The promo video on your Kickstarter page emphasizes reader involvement. How do you hope this “conversation” will work on a micro level?
I’m hoping, as the managing editor, to recruit writers from the commenter community if I can, and not just as a gimmick. On an even more micro level, I think our content—literally what our staff chooses to write about—is going to be shaped by how people react to our initial offerings. We’ve already gotten suggestions via Twitter and the Kickstarter drive for things that are going to be a part of the site, from a skateboarding video column written by a novelist/professor, to a call for an oral history of the Continental Basketball Association’s Cedar Rapids Silver Bullets.

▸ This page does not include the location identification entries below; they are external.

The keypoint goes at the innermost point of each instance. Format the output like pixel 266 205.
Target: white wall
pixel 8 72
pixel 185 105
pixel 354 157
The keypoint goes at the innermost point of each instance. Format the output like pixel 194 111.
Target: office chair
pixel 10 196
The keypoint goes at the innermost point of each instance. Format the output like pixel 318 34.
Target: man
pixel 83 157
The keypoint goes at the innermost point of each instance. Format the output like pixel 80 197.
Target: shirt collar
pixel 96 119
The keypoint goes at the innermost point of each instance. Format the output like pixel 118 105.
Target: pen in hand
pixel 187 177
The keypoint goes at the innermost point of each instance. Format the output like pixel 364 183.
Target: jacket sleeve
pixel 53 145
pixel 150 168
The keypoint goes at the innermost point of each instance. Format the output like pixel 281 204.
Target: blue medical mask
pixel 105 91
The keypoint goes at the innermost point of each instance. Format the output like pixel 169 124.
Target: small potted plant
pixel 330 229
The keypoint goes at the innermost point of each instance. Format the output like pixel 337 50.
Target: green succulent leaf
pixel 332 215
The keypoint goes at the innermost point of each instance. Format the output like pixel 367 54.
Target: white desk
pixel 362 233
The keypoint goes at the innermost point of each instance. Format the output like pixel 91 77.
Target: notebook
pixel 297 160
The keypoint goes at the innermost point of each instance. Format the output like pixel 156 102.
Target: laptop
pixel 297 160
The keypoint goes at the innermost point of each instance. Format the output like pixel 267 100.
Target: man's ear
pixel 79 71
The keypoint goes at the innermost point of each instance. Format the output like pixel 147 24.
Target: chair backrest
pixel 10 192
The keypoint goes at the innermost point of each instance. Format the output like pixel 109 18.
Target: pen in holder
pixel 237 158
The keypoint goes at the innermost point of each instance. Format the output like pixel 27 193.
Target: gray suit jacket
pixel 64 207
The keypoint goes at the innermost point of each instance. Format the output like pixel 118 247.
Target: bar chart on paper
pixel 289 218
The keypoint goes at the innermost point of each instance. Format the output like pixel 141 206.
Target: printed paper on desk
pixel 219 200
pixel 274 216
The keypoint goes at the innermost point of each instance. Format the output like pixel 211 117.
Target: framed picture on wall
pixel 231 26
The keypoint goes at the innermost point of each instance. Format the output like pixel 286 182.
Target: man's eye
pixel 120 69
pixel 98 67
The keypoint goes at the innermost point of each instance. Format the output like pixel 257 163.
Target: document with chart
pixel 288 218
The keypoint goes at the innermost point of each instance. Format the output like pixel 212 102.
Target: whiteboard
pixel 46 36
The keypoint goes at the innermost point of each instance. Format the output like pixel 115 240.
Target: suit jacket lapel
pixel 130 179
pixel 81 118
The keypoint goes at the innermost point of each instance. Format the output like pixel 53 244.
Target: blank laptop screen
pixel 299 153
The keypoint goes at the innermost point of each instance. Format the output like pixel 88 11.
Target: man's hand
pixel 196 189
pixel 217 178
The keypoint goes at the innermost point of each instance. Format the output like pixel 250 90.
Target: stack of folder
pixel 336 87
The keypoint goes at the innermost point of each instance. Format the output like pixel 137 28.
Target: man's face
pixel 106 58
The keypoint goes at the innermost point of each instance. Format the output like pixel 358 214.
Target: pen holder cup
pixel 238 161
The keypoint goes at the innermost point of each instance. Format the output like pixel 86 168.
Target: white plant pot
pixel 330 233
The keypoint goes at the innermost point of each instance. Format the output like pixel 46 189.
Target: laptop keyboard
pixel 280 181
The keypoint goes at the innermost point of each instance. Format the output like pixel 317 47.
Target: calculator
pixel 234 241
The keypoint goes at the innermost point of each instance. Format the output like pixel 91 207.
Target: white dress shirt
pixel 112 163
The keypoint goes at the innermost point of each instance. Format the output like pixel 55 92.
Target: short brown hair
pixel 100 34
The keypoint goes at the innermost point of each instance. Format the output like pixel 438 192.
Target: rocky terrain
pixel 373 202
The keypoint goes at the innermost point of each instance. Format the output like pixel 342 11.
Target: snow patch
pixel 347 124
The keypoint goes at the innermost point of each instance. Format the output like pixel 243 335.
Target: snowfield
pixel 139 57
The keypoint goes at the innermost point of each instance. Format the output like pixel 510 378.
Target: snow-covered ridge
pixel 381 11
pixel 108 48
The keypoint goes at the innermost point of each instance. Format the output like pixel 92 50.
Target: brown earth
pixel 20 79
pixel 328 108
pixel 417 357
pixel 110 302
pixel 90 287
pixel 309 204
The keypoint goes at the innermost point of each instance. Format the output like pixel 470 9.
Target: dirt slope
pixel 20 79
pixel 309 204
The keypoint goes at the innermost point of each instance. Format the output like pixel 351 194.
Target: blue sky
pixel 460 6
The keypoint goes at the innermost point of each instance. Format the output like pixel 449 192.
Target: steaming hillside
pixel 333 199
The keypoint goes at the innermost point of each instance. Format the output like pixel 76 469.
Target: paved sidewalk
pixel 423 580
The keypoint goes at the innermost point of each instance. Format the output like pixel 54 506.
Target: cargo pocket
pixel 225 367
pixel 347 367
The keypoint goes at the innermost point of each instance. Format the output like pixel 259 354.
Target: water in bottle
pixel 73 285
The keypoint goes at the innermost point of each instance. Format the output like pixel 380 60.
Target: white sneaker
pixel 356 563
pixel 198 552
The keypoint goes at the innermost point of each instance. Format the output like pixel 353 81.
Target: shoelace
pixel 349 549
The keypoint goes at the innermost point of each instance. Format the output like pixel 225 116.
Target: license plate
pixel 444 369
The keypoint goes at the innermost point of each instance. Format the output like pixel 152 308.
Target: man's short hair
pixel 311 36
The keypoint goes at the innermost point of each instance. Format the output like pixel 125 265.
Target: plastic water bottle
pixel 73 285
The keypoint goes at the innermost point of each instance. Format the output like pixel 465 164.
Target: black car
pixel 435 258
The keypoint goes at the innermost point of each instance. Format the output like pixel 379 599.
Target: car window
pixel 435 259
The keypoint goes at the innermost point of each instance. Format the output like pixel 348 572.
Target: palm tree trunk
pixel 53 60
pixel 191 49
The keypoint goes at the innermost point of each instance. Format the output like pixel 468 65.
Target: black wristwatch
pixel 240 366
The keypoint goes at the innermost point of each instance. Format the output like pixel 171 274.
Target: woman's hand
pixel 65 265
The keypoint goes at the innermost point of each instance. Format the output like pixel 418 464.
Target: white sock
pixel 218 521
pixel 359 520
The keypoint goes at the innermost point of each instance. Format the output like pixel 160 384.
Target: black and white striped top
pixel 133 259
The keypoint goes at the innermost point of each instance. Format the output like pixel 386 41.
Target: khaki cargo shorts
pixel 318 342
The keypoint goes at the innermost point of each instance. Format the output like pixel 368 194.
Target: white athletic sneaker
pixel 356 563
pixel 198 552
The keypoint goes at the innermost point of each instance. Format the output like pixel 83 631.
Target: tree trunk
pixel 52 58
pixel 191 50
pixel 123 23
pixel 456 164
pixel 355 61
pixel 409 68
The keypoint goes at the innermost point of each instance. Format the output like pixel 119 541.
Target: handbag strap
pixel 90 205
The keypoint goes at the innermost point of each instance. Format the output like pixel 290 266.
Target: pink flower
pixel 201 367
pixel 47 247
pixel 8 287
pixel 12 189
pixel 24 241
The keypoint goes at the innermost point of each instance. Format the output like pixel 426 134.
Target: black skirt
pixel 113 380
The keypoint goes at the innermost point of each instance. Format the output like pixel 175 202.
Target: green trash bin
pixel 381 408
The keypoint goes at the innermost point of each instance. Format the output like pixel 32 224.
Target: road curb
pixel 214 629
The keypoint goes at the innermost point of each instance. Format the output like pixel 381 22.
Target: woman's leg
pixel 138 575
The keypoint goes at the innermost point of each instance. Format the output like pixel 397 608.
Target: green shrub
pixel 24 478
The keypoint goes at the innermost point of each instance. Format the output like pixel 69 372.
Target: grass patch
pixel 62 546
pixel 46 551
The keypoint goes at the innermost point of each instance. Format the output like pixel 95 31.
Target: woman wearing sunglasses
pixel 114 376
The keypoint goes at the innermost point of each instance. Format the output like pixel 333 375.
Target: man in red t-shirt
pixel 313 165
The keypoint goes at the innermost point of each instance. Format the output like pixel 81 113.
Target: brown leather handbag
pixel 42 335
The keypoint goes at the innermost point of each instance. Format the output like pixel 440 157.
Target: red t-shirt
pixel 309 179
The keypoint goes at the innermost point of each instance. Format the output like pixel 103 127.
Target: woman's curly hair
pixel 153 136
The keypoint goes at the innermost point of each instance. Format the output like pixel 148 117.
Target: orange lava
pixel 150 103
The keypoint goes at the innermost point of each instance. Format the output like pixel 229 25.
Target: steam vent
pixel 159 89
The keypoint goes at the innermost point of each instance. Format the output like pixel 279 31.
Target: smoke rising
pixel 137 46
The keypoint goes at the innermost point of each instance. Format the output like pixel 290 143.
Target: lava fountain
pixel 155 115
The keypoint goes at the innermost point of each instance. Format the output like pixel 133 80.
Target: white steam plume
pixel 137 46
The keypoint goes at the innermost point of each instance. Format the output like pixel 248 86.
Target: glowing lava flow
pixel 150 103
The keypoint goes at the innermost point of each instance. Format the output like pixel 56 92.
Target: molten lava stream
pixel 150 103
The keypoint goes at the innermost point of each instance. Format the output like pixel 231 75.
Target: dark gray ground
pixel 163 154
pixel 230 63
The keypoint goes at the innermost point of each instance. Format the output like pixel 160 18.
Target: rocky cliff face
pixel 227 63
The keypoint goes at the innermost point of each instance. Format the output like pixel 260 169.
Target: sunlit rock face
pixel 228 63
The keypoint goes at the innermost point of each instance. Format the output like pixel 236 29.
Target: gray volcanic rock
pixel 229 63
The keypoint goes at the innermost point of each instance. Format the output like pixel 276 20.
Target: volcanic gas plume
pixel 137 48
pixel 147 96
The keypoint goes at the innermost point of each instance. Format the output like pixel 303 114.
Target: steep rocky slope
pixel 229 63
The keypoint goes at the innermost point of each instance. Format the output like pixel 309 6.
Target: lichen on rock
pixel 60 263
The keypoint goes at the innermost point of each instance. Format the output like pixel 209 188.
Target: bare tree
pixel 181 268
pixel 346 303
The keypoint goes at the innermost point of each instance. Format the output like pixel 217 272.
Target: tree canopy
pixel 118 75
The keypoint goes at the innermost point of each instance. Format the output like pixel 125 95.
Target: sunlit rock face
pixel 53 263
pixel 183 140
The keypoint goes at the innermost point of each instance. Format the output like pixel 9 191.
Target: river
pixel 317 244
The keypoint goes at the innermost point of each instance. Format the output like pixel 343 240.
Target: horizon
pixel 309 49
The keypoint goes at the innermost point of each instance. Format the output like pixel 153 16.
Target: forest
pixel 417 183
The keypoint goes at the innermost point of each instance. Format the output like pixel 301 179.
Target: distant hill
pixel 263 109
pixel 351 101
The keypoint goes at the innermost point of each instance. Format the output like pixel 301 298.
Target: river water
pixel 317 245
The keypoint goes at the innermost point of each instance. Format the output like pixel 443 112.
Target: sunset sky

You offer your backers some pretty creative rewards—at least 15 people have donated enough money to request an essay on any topic. What’s the wildest request so far?
The donor who requested that we write a sonnet about Manu Ginobili and/or Jerry Jones is the clubhouse leader in oddball requests, but there’s a ways to go yet—about 20 grand left to raise still, so we may have to do even more outlandish things to get our seed money.
Sox or Cubs?
Actually, Indians, but if I’m choosing a Chicago loyalty, White Sox all the way, division rivalries notwithstanding. I’m a sucker for the disenfranchised, and the Cubs’ ineptitude is a fig leaf for their establishmentarianism.